Le nom de ce responsable du Trésor américain, chargé des affaires internationales, avait émergé dès l'annonce, début janvier, de la démission de Jim Yong Kim, dont le départ est effectif depuis le 1er février.

Le poste de président de la Banque mondiale est traditionnellement attribué à un Américain.

"C'est un grand honneur", a réagi David Malpass, présent lors de l'annonce, soulignant son souhait de contribuer aux efforts pour mieux intégrer les femmes dans l'économie.

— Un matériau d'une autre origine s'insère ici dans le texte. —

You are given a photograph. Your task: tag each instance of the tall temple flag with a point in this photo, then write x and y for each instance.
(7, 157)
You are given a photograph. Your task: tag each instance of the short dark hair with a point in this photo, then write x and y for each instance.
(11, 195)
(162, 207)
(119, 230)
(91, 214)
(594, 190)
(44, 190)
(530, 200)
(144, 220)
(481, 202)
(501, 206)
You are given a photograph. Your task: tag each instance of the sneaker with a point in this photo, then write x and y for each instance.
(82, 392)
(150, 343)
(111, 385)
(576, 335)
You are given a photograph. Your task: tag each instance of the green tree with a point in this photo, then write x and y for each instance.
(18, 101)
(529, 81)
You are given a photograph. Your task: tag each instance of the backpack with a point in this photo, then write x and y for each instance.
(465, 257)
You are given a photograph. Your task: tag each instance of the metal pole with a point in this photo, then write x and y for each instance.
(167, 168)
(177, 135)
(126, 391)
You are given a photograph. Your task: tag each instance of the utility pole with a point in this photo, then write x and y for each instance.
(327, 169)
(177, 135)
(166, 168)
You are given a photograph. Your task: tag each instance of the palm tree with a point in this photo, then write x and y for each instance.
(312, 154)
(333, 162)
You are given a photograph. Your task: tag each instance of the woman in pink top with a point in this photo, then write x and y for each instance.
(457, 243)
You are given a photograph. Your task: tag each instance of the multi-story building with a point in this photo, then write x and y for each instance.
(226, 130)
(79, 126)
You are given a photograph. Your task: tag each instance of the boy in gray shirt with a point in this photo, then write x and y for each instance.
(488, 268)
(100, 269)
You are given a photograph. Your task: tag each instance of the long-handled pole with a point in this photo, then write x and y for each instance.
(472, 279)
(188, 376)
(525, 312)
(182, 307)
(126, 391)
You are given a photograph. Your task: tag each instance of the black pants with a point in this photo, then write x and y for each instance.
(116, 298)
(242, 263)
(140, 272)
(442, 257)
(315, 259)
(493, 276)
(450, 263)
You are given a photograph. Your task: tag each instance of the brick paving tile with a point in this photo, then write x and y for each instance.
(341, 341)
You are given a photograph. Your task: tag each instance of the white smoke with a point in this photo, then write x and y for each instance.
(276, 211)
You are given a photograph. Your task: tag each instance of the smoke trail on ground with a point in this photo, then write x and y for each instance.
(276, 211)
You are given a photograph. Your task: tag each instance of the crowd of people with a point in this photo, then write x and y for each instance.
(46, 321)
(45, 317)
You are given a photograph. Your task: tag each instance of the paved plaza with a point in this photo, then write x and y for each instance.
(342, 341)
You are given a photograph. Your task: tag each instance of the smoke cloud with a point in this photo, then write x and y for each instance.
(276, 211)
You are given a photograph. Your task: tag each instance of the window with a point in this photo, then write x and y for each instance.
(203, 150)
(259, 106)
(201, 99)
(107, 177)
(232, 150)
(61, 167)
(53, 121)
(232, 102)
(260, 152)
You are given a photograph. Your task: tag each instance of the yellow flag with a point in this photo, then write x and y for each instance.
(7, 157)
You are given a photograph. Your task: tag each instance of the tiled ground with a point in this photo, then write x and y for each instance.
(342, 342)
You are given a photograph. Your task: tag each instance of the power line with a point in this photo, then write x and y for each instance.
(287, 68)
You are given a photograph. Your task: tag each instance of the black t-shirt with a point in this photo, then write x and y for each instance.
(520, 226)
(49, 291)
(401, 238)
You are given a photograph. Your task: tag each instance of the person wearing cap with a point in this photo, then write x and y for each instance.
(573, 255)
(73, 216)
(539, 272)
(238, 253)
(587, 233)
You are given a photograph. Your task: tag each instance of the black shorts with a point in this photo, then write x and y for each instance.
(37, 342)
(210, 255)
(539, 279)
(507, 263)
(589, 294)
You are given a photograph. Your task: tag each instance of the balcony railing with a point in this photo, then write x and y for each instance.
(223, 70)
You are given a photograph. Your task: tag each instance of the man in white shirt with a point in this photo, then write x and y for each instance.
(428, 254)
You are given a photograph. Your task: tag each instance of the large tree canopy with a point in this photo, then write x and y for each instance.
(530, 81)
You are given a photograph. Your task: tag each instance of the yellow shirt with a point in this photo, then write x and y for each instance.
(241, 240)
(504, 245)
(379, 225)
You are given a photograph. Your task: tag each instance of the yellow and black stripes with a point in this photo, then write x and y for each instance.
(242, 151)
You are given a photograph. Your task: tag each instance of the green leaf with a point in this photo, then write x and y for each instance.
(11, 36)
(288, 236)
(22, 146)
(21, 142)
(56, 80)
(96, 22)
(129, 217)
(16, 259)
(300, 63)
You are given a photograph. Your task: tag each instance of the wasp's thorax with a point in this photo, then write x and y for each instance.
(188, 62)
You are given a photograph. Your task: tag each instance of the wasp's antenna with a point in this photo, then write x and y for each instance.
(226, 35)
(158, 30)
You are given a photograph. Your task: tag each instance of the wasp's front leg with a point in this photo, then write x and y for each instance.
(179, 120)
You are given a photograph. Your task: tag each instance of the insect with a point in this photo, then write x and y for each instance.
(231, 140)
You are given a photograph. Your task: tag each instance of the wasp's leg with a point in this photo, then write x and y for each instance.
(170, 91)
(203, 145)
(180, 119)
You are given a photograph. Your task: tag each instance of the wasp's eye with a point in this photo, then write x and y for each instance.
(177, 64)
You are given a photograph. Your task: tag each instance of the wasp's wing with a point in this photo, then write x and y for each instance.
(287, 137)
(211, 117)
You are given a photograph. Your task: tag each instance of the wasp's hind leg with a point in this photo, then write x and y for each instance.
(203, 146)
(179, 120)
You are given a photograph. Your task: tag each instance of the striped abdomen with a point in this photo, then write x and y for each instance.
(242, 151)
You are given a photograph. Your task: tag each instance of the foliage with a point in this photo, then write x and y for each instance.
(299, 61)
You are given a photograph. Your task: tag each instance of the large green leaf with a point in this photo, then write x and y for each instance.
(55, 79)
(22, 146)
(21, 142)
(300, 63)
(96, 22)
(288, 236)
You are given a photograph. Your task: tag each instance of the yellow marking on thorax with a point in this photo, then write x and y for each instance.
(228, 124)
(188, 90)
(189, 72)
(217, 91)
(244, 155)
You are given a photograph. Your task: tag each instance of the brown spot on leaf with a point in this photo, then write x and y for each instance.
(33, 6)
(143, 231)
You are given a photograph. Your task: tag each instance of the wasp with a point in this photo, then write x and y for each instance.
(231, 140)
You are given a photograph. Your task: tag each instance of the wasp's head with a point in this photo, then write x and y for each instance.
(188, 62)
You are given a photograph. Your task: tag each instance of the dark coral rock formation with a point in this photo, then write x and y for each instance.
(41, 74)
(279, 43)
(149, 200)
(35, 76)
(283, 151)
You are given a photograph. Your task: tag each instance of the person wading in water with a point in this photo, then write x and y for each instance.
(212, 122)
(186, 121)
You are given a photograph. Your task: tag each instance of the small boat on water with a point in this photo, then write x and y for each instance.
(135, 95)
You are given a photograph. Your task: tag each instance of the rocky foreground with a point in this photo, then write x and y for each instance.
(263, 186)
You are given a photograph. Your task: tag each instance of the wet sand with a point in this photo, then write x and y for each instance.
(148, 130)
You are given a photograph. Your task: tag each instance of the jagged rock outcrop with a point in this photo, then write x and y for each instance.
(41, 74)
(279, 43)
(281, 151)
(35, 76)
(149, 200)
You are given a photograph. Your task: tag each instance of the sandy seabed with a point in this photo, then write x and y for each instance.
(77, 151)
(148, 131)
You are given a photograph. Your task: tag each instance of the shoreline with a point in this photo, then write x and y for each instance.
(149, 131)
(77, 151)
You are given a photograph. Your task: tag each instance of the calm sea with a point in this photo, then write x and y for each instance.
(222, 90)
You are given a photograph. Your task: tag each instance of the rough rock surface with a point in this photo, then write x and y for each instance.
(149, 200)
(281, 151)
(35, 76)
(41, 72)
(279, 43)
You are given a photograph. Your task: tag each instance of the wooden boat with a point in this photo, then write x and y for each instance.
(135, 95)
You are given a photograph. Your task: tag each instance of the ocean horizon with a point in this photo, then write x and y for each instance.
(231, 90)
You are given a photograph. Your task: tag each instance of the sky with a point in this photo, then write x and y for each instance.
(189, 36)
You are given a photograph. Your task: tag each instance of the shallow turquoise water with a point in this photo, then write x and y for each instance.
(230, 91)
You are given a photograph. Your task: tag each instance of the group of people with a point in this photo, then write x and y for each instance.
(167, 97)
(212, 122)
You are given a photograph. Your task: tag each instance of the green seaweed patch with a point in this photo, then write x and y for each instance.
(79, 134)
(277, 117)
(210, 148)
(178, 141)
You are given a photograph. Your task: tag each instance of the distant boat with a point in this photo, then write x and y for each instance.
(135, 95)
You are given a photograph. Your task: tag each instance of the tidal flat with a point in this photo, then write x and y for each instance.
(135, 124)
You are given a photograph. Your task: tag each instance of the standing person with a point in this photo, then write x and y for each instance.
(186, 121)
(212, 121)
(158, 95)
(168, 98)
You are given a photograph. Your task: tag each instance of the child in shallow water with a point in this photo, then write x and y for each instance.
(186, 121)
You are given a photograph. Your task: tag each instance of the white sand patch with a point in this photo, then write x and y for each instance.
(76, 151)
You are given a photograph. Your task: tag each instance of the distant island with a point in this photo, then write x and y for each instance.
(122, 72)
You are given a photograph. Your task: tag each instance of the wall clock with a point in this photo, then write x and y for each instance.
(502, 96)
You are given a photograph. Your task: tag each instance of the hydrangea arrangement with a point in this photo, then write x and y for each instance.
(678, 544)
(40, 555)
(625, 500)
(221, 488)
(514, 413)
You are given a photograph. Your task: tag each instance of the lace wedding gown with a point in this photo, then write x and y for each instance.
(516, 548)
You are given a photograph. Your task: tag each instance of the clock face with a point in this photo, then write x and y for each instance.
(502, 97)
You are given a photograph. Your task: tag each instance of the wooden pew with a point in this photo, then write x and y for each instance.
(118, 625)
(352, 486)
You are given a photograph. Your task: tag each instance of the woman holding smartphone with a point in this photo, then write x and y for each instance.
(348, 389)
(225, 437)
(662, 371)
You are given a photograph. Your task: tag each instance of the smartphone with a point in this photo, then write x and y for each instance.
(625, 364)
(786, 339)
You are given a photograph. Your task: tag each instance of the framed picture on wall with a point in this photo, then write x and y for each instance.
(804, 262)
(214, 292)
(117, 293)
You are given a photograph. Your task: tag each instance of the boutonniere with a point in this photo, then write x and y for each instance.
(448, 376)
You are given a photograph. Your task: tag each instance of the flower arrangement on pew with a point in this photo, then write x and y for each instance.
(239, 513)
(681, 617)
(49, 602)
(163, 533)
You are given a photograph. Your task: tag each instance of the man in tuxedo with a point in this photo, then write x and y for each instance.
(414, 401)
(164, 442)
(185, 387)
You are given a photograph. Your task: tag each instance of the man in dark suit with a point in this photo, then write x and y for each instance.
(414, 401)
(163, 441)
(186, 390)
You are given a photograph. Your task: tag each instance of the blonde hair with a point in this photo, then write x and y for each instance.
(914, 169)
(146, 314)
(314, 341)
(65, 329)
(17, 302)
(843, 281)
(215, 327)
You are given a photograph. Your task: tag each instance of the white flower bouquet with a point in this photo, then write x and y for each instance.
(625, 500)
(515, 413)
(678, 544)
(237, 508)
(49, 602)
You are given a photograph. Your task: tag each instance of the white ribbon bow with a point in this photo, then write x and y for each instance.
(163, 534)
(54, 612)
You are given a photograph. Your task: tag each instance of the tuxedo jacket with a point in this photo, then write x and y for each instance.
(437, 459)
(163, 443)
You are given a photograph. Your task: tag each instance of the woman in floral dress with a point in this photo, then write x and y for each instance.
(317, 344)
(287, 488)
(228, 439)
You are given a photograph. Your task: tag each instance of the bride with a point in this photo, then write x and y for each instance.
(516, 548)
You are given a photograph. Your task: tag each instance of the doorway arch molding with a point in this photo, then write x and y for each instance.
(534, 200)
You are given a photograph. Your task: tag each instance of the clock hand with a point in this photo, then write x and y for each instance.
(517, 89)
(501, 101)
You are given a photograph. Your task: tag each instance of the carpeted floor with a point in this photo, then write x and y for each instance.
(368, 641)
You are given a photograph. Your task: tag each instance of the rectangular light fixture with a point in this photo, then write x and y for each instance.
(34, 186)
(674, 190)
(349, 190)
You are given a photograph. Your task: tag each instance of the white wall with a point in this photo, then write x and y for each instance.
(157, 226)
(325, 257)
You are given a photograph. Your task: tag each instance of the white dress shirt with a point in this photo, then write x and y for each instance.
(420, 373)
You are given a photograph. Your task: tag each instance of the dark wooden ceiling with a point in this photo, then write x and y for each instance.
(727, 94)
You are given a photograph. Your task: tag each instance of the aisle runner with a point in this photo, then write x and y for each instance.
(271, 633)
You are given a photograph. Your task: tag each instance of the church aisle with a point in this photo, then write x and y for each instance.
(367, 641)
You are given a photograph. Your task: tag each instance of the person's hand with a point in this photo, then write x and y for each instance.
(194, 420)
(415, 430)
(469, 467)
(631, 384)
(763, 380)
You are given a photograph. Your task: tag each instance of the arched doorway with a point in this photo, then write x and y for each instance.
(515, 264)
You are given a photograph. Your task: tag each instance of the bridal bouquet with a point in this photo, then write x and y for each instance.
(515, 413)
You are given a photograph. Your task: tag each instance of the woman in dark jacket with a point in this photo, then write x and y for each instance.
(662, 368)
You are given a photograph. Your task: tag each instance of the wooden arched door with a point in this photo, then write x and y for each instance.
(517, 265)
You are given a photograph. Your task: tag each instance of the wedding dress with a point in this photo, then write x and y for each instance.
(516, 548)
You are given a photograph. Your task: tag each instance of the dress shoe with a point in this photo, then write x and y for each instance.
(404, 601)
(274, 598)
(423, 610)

"Je suis très optimiste sur le fait que nous pouvons créer de la croissance à l'étranger qui contribuera à nous aider dans la lutte contre l'extrême pauvreté et accroître les opportunités économiques pour les pays en voie de développement", a-t-il ajouté.

Pour l'heure, les autres candidats représentant d'autres Etats membres de la Banque n'ont pas été révélés.

La Banque mondiale, dont la vocation est de réduire la pauvreté dans le monde en finançant des projets de développement, va officiellement lancer les candidatures jeudi. Les prétendants auront jusqu'au 14 mars pour déposer leur dossier. Et le nom du nouveau président sera annoncé d'ici la mi-avril.

L'institution de Washington a assuré qu'elle s'engageait à assurer "un processus de sélection transparent, ouvert et basé sur le mérite". Elle souhaite ainsi publier la liste des trois candidats retenus, dans la foulée de la clôture des candidatures mi-mars.

Elle a en outre promis de sélectionner le candidat sur des critères objectifs: solide expérience de dirigeant, expérience de direction d'une grande organisation internationale ou encore le sens de la diplomatie et de l'impartialité.

Pourtant, depuis sa création en 1944, la nationalité des candidats a été déterminante. Un Américain a en effet toujours été nommé à la tête de la Banque mondiale et un Européen à la direction du Fonds monétaire international (FMI), selon un partage des rôles de plus en plus contesté par les pays émergents.